A Journal of Medical Humanities

W. Somerset Maugham: Medical

Portrait of W. Somerset Maugham by Carl Van Vachten. 1934. Library of Congress.

William Somerset Maugham (1874–1965) is remembered primarily as a master of the short story and as a novelist whose lucid style made him one of the most widely read writers of the twentieth century. Yet beneath his literary reputation lies another identity: that of a trained physician. Medicine was not just a stage in Maugham’s youth; it profoundly shaped his worldview, his clinical eye for character, and his enduring fascination with the frailties of the human body and mind.

Maugham studied medicine at St.
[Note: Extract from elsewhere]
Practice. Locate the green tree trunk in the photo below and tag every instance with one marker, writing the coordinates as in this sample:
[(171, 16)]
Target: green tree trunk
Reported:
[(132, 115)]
Thomas’s Hospital in London, graduating with a medical degree in 1897. His early years were marked by loneliness—he lost his parents young and was raised by an uncle—but medical school gave him both discipline and a sense of professional identity. He was exposed to the full rigors of late Victorian clinical training: anatomy dissections, hospital rounds, and direct patient care among the poor of South London. His stammer and reserved temperament made him less comfortable as a physician in practice, but he absorbed the habits of close observation, detached listening, and sharp diagnosis. These habits later became hallmarks of his literary style.
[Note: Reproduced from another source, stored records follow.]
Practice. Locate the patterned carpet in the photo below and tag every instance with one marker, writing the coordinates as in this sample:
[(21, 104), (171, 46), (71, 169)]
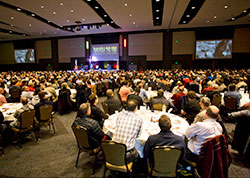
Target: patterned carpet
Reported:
[(55, 155)]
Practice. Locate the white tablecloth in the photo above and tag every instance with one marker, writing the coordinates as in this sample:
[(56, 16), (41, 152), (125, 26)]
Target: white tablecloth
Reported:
[(8, 109)]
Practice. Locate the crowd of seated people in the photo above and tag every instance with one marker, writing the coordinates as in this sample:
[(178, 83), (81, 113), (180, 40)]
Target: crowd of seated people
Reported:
[(191, 96)]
During his final year at St. Thomas’s, Maugham wrote Liza of Lambeth (1897), his first novel. Set among working-class families of London, it drew heavily on his medical rounds in the slums, where he saw overcrowding, malnutrition, and the ravages of untreated disease. The novel’s candid portrayal of alcoholism, domestic abuse, and maternal mortality was rooted in what Maugham witnessed as a medical student. Critics noted its unflinching realism—an attribute inherited directly from the clinical gaze of the hospital ward.
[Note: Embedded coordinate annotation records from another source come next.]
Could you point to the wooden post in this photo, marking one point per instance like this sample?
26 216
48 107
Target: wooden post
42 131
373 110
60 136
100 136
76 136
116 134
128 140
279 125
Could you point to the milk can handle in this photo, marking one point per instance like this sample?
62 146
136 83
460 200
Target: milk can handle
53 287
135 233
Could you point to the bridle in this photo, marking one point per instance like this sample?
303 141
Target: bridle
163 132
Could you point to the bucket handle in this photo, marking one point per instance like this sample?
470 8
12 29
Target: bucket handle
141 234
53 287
Although Maugham never practiced medicine full-time, he never abandoned the physician’s way of seeing. His short stories are filled with cases that echo diagnostic puzzles: characters are presented, symptoms of personality are revealed, and outcomes are predicted with clinical inevitability. His detached, almost surgical style mirrors the doctor’s stance at the bedside—compassionate, but also objective.

In Of Human Bondage (1915), his most autobiographical novel, medicine plays a central role. The protagonist Philip Carey studies medicine, confronts dissection rooms and hospital wards, and navigates the tension between the call of art and the stability of a medical career. The novel captures the sensory detail of medical training—its odors, its cold cadaveric realities—and reveals how Maugham wrestled with the competing appeals of literature and medicine in his own life.

Maugham’s travels as both a writer and intelligence agent brought him into contact with tropical medicine and the colonial health environment. In stories such as Rain and The Painted Veil, he depicted epidemics, missionaries, and physicians stationed in remote colonies. The Painted Veil (1925), for instance, centers on a bacteriologist working amid a cholera epidemic in China. Maugham’s understanding of infectious disease and its human consequences gave authenticity to the novel and elevated it beyond melodrama. He portrayed the physician as both healer and existential figure, confronting not only microbes but also the moral and emotional crises of life.

Maugham’s medical studies coincided with the emergence of psychiatry and psychoanalysis as modern disciplines. His interest in psychology permeates his fiction: characters suffer from obsession, neurosis, and destructive passions that resemble case histories. Although he never formally practiced psychiatry, his clinical training made him acutely aware of how bodily ailments and mental suffering intertwine. The careful dissection of motives in his stories echoes the diagnostic methods of early psychiatric practice.

Maugham once remarked that medical school taught him everything he needed to become a writer: the importance of keen observation, the patience to listen, and the ability to distill complex realities into precise words. Though he set aside the physician’s life, medicine never left him. His literary career can be read as an extended clinical practice—one in which his patients were the characters of fiction, and his prescriptions were stories that illuminated the maladies of the human condition.

Somerset Maugham stands as a rare figure whose medical training infused a literary career of international renown. He bridged the clinic and the page, using the diagnostic eye of a doctor to probe the ailments of society and the psyche. His works remind us that the physician’s tools—observation, detachment, and compassion—can also be the writer’s, yielding insights into health, illness, and the fragile art of being human.